The King James Version: Translation that Openeth the Window

December 29, 2011


By Mary Chilton Callaway

Celebrating the King James Bible in this 400th anniversary year offers an opportunity to reflect on the central place of translation in Christianity. The first Christians read their Scriptures not in the original Hebrew, but in a Greek translation. Except for a few Aramaic words, such as Abba and the cry on the cross, Eli, Eli, lama sabbactani, we have Jesus’ words only in Greek translation. All the uproar about which translation of the Lord’s Prayer we use is curious, because we don’t have the original. In fact, we have two different translations of Jesus’ prayer, Matthew 6: 9-13 and Luke 11:2-4. In Aramaic there is a single word that can mean either debt or wrong-doing, but there is no such word in Greek. Matthew chose the Greek word for debt, while Luke went with wrong-doing. So even our liturgical fumbling over debtors and trespassers is a reminder that translation is at the heart of Christianity. Perhaps that is a theological truth. John’s Gospel, after all, describes the Incarnation as a translation of the divine Word into the discourse of human flesh.

The KJV has become such a hallowed book that it is sometimes easy to forget that it is not strictly speaking the Bible, but a translation of the Bible into the language of sixteenth century England. One way to honor its 400th anniversary is to reflect on the rich brew of religion and politics that produced it. The story must begin some hundred years before the KJV, when in 1525 Oxford scholar and churchman William Tyndale, believing that Christians should be nourished by the word of God, published the New Testament in his own English translation. It was a bombshell. Translating the Bible had been outlawed in England since 1409. (Tyndale was so committed to his work that he had moved to Germany to do it.) Further, by translating from a Greek New Testament that had just been printed in Europe, rather than the traditional Latin of St. Jerome, Tyndale challenged church authority. The Bishop of London called Tyndale’s New Testament in English “erroneous and naughty.” Henry VIII called it “pestiferous” and ordered all copies seized and burned. Tyndale responded that, “If God spare my life, ere many years I will cause a boy that driveth the plough to know more of Scripture than thou dost!” He was burned at the stake ten years later, praying as he died, “O Lord, open the King of England’s eyes!” His prayer was answered a few short years after he was martyred. At the urging of Archbishop Thomas Cranmer, King Henry VIII allowed the completion of Tyndale’s Bible by his assistant Miles Coverdale, and within three years of Tyndale’s death, a Bible in English was published with the King’s license.
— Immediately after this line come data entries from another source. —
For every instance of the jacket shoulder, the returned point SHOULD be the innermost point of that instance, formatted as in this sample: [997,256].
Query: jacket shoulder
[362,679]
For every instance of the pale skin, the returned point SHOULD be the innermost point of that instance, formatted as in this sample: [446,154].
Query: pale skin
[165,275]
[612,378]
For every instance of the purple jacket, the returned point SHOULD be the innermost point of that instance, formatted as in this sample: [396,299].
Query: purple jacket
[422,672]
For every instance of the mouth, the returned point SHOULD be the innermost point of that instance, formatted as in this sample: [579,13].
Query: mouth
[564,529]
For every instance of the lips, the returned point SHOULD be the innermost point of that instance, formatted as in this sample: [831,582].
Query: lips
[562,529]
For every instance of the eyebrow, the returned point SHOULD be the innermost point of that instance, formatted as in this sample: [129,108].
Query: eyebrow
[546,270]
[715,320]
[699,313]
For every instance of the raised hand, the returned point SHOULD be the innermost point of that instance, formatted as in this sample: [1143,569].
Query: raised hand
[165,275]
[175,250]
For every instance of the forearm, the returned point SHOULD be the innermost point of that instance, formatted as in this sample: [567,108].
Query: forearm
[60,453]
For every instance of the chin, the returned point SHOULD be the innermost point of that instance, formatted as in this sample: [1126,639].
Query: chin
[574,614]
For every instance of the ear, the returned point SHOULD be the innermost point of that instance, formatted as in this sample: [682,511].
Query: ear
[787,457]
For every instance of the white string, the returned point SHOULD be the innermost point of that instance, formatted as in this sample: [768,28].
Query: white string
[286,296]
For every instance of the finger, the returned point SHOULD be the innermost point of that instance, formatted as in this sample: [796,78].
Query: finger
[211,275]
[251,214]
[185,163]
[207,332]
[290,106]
Tyndale’s Bible, completed by Coverdale, was in a way the first draft of the KJV. James I directed his six committees (Companies) of translators not to produce a new translation, but to revise the 1568 Bishops’ Bible, based on Tyndale, which was then on the lectern in every parish church. The lively yet elevated style of the KJV is basically Tyndale’s. It was born of his preference for the straightforward Anglo-Saxon vocabulary of the common people and his almost literal translation of biblical Hebrew’s simple syntax and strong cadences. Examples are: earth thou art, and to earth thou shalt return; the voice is Jacob’s voice, but the hands are the hands of Esau; the Lord make his face shine upon thee and be merciful to thee. From his 1525 New Testament a few examples are: the way, the truth and the life; the last shall be first; in sheep’s clothing; eat, drink and be merry; death, where is thy sting; the powers that be; the spirit indeed is willing, but the flesh is weak; go, and do thou likewise; and the word was made flesh and dwelt among us. As David Daniell wrote in his magisterial study The Bible in English (Yale, 2003), “He translated into a register just above common speech, allied in its clarity to proverbs. It is a language which still speaks directly to the heart.”

The KJV was published when English was only a few hundred years old, and was evolving rapidly. Some of its uses, like thee and thou, were already on the way out in English speech. Yet this book has shaped our language and inspired new literary masterpieces for four centuries. Like the Book of Common Prayer (1549), the KJV still evokes an intimate conversation with God. As Christians celebrate this “monument of English prose” and its indelible effects on Western culture, Anglicans might do well to model their via media. That would mean cherishing the KJV as a permanent treasure while also understanding it to be a translation of the Bible. If Tyndale were alive today, he would surely be working on a new one.

Dr. Mary Chilton Callaway is associate professor of biblical studies at Fordham University in New York. Dr. Callaway was a co-leader of The Story of the King James Version Bible, a Discovery class series held at Trinity Wall Street in Spring 2011.